Пушкин. Избранные работы 1960-х1990-х гг. Т. I

Вид материалаДокументы
Подобный материал:
1   ...   19   20   21   22   23   24   25   26   ...   48

22.



Роман о пугачевщине, в начале которого завывает буран, – параллель к сказкам, у колыбели которых стояли «Бесы». «Смолоду был грозен он» – начинается рассказ о русском Дадоне. «Береги честь смолоду» – начинается роман о русском Гвидоне.

Об этом уже говорилось в другом месте (см. «Слово и идеал»). Сейчас же надо заметить, что Гринев не только герой сказки жизни, не только одна из фигур на доске истории. Он еще и верный, честный, беспристрастный свидетель истории и летописец поучительной собственной судьбы.

Создатель Пимена – тоже свидетель истории, одним из «игралищ» которой он был, и летописец собственной судьбы, которая в микрокосме своем представляла и арену истории.

И здесь трагическое противоречие судии и жертвы, сатиры и автосатиры, Дадона и звездочета в одном и том же авторском «я» получает новое звучание. Ведь тот, чьему чуткому слуху суждено прикосновение божественного глагола и чья душа при этом «встрепенется, Как пробудившийся орел»126, есть всего лишь некто «меж детей ничтожных мира», столь же, как и остальные, достойный и суда, и сожаления, и насмешки. И не в поднебесье, а в заботах суетного света, в пустыне мрачной, это грешное дитя мира – если оно томимо духовной жаждою – встречает шестикрылого серафима и принимает муки посвящения в миссию свидетеля. Свидетеля, способного подняться над своею и чужою «жизни мышьей беготней» и записать открывшуюся ему картину судеб человеческих так, чтобы прояснился в ней и порядок, и смысл, и урок.

23.



Снимем теперь вопрос о биографических применениях и вернемся к сказке как данности, имеющей некоторый общий смысл.

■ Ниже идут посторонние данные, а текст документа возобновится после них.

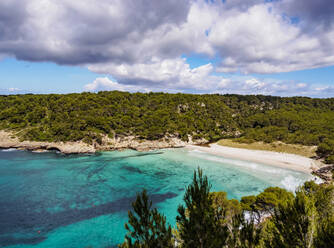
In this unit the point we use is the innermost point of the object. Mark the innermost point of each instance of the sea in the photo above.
(53, 200)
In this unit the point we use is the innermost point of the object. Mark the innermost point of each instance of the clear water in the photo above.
(50, 200)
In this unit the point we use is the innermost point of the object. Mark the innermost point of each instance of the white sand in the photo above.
(283, 160)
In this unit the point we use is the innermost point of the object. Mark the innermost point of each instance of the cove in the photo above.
(51, 200)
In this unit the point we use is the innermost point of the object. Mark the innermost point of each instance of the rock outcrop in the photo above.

Не для одного же себя или узкого круга посвященных Пушкин писал ее.

Отвлеченная своим открытием, Анна Ахматова повторила общую ошибку, увидев в «Золотом петушке» «неясность» и «фабульные невязки». Ничего этого в сказке нет. Ошибка происходила оттого, что думали, будто фабула построена на Дадоне, будто сюжет можно понять из поступков Дадона. Но ведь Дадон – действующее лицо лишь в том смысле, в каком «действует» в шахматной задаче король черных, которые достигают восьмой горизонтали, берут там ферзя белых, объявляют шах их королю «В сарачинской шапке белой» – и в ответ получают мат. Сюжет сказки нельзя понять из поступков Дадона, потому что их нет, они иллюзия. «Царствуй, лежа на боку!» – формула всей его жизни.

Ведь человеческий поступок – это вовсе не любое движение, которое делает человек (народная сказка прекрасно знает это и отражает в своей строгой структуре). Взять, отнять, перетянуть к себе, урвать – суть животные движения, а не человеческие поступки. Ничего поступательного в них нет, они лишь пассивно воспроизводят естество, удовлетворяют его желания, отправляют его потребности. В человеческом же смысле поступок – это отдать.

То, что происходит в сказке, объяснено с самого начала:


...Жил-был славный царь Дадон

Смолоду был грозен он

И соседям то и дело

Наносил обиды смело,

Но под старость захотел

Отдохнуть от ратных дел

И покой себе устроить...


Дадон привык только брать и получать: когда хочется – обижать, когда хочется – отдыхать. Он и покоя захотел дарового – в обмен на самонадеянное обещание. Он и на смерть сыновей отозвался лишь воплями – и тут же погрузился в наслаждения, которые привык получать так, ни за что. Он «смолоду» делал то, чего человеку делать нельзя, и думал, что так и надо, что за это ничего не будет. И вот пришел момент, когда погибли, убили друг друга его сыновья, когда уже началось, – а он ничего не видит и продолжает жить как жил, пирует и веселится.

И когда ему впервые сказали: «не гонялся бы ты за дешевизной», сказали, что нужно платить, нужно совершить наконец поступок, – он принял это как оскорбление и бессмыслицу.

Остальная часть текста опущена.